Are there "unplaced" members of the Body of Christ? Roving shortstops without commitment to a local church? "Body-only" Christians who are not intended by God to be a member of a church? Certainly location does not preclude relocation. Aquila and Priscilla moved from one church to another, apparently. One might argue that the apostles and missionary church planters moved among the various individual churches without membership in any particular one (although Paul seems to have retained a special relationship with the Antioch church). One might point to the Ethiopian eunuch (although we know not what he founded upon reaching Ethiopia). And yet to find in the New Testament an individual Christian believer who could have participated as a member of a local congregation but who (with divine approval) chose to remain aloof, one must be resigned to a lengthy search with little hope of ever reaching a eureka-moment.

And so, membership in a local church is an assignment from God that accompanies gifting from the Holy Spirit.

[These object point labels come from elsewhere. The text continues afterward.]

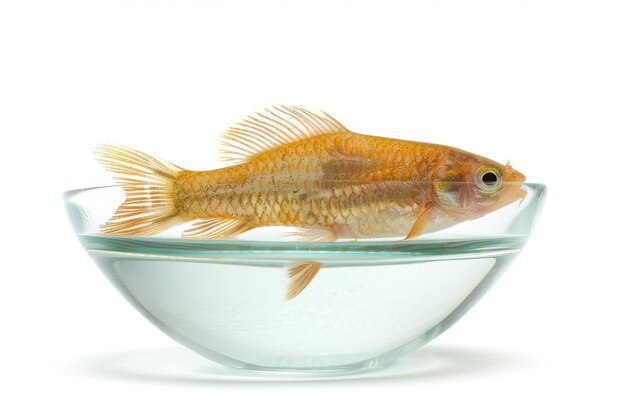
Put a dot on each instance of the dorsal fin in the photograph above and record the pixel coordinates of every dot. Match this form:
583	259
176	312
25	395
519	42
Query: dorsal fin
273	127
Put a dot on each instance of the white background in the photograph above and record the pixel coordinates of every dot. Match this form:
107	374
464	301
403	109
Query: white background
540	82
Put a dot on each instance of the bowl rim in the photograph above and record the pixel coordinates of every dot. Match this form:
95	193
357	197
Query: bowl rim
68	193
178	244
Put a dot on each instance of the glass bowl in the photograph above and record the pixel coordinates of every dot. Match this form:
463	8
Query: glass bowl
372	302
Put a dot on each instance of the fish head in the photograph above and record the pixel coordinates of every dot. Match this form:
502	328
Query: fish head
470	186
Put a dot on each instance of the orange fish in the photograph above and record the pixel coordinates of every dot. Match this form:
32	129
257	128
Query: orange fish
302	168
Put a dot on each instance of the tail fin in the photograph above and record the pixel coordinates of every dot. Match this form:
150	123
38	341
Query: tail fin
148	182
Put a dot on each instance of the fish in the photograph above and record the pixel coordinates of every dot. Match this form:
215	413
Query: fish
292	166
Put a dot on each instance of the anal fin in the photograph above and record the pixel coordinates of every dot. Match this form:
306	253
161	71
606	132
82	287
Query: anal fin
300	276
217	227
314	234
420	223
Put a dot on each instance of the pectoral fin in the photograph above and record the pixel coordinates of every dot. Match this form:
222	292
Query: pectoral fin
300	276
420	223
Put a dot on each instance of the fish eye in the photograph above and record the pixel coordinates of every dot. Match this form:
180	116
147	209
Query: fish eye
488	178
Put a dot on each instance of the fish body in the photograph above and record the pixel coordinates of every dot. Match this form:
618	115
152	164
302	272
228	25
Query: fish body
355	186
294	167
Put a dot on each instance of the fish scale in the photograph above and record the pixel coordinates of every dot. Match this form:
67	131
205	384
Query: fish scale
375	183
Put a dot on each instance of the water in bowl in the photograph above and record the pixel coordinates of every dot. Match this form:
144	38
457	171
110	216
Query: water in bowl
370	303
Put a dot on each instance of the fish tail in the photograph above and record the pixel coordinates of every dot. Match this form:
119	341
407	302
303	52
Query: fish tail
149	185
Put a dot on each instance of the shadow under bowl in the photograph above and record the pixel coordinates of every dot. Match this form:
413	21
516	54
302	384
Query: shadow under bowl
372	302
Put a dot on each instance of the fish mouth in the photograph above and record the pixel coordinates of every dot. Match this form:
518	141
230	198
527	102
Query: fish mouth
520	195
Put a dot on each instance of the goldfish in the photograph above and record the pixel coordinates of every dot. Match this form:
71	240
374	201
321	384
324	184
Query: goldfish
290	166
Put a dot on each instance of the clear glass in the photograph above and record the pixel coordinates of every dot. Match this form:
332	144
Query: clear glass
372	302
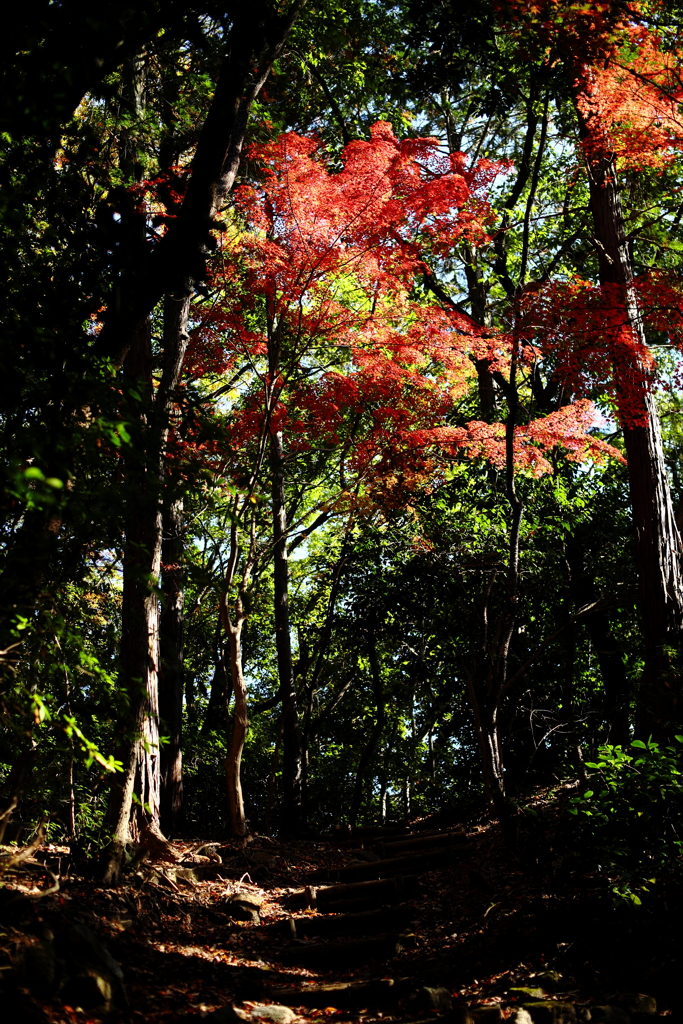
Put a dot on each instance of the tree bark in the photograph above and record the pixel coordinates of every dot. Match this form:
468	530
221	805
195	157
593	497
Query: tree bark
255	40
584	592
657	540
171	672
240	723
375	735
291	730
140	607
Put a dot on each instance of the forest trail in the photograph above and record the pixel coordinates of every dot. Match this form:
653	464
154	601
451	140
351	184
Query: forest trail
415	925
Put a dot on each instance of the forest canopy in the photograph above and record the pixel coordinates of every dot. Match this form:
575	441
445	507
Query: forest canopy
340	413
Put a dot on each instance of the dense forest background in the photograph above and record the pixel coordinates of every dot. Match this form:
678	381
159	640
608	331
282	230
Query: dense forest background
341	442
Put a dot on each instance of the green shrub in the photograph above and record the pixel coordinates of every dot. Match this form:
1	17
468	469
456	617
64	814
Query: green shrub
630	823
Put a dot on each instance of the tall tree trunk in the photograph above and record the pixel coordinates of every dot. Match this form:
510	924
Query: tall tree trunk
232	623
171	671
612	670
220	690
291	730
240	723
657	540
376	734
140	606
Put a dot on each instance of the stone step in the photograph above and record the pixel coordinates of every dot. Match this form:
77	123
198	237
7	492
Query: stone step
365	895
346	952
411	864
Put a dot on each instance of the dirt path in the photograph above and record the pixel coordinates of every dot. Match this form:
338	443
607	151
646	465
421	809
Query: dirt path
426	925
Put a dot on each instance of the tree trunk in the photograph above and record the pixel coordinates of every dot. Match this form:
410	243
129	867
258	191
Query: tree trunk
291	730
657	540
170	679
140	607
220	690
375	735
240	723
614	679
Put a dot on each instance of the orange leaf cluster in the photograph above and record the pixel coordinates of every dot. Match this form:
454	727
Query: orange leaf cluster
321	270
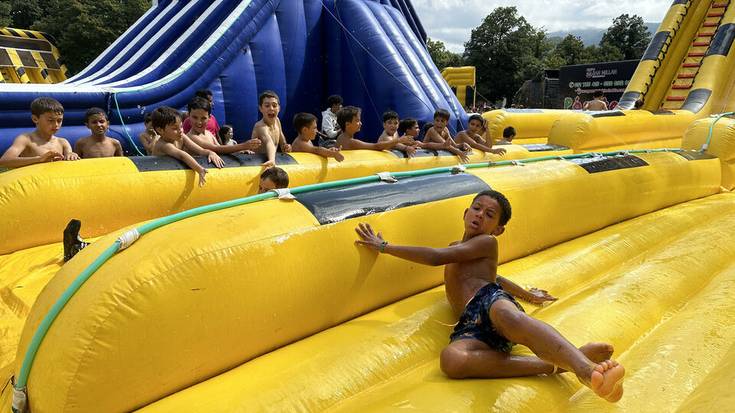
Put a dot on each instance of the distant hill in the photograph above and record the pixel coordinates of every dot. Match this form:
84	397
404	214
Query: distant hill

The Holy Spirit gives me particular spiritual gifts for the purpose of their particular application within my particular context. The purpose of those spiritual gifts is the increased common good of the overall Body of Christ, accomplished first by the increased common good of this particular local church.

The local church is the setting for every mention of spiritual gifts in the New Testament. The most common context in which spiritual gifts receive mention in the New Testament is the context of their disfunction. Both in Rome and in Corinth, something had gone awry with regard to spiritual gifts. In both cases, what was suffering from the abuse of spiritual gifts was the local congregation. Individualistic egotism with regard to spiritual gifts had eroded local congregational unity. Specific instructions for the use of spiritual gifts are, every one of them, instructions for how to use them among a local congregation.

I ought not to ask whether my local church is worthy of my membership. As a pastor, I ought never to ask whether any member of my local church is worthy of my pastoral care. Rather, I ought to remember that I am unworthy to be a member of my church. I ought to remember that membership in my church is a job. It is a job to which God has entrusted His amazing, universe-defining plan. No job is more important than my job as a member of my church. I ought to remember that it is a job for which I am entirely unqualified. I qualify for this position only by means of the gifts of the indwelling Holy Spirit. This position—this placement within the Body of Christ—is itself a gift from God made according to His desire, not mine nor my pastors'. I am unworthy of this. That's what makes it a gift. It is a gift worth cherishing.

Conclusion

The giver of the gift is the one with the power. The first act of this story (church membership as a gift from the church to the member) gave incredible power to bishops and other church leaders. The second act of this story (church membership as a gift from the member to the church) gives incredible power to the members of the church. The Bible, in contradistinction to both of these approaches, declares that all power belongs to Christ, the only Head of the church. Jesus is Lord, and biblical church membership can only take place when we are surrendered to His lordship over our individual lives and our local churches.

1 comment:

Jerry Corbaley said...

Thank you, Bart.

I always enjoy your perspective on various issues.

While you have a "beautiful mind"; I think you still deal with reality.

Sanity is a useful thing. Thanks for your contribution.